Vamos a intentar, en estas horas, olvidar lo que el ser humano ha hecho. A borrar esas imágenes de niños en el último estertor de muerte.
Indolentes, aturdidos, cansados, fastidiados, iremos a Semana Santa para evadir la realidad, a escabullirnos de nuestras propias miserias, a hundirnos en la ceguera universal, que todo lo olvida.
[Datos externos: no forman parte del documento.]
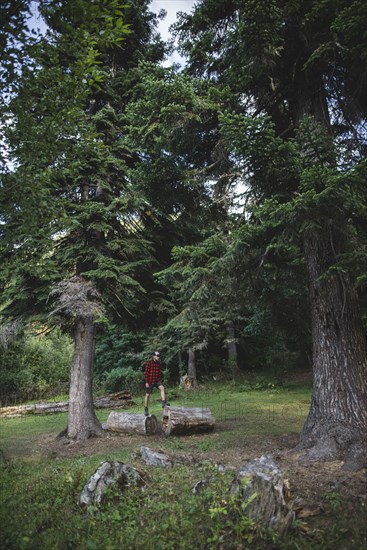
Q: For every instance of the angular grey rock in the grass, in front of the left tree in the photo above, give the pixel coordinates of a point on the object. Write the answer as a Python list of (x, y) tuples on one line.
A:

Pero no puedo quitar de mi cabeza la imagen del hombre que trata de jalar el último aire de vida y sus ojos se clavan en la lente, suplicando un milagro que ya no llega, porque su dios, y el nuestro, lo han abandonado.
No he podido contener las lágrimas y sigo sin entender cómo es que pasa todo esto, cómo es que ha ocurrido tantas veces y los hombres y las instituciones han guardado silencio.
No sé qué pueda hacer yo, solamente estoy cierto de que pronto llegará el momento en que pidamos misericordia para nosotros mismos pero quizá tampoco hallemos clemencia.
¿Si somos tu imagen y semejanza, Dios, por qué nos hiciste tan desalmados?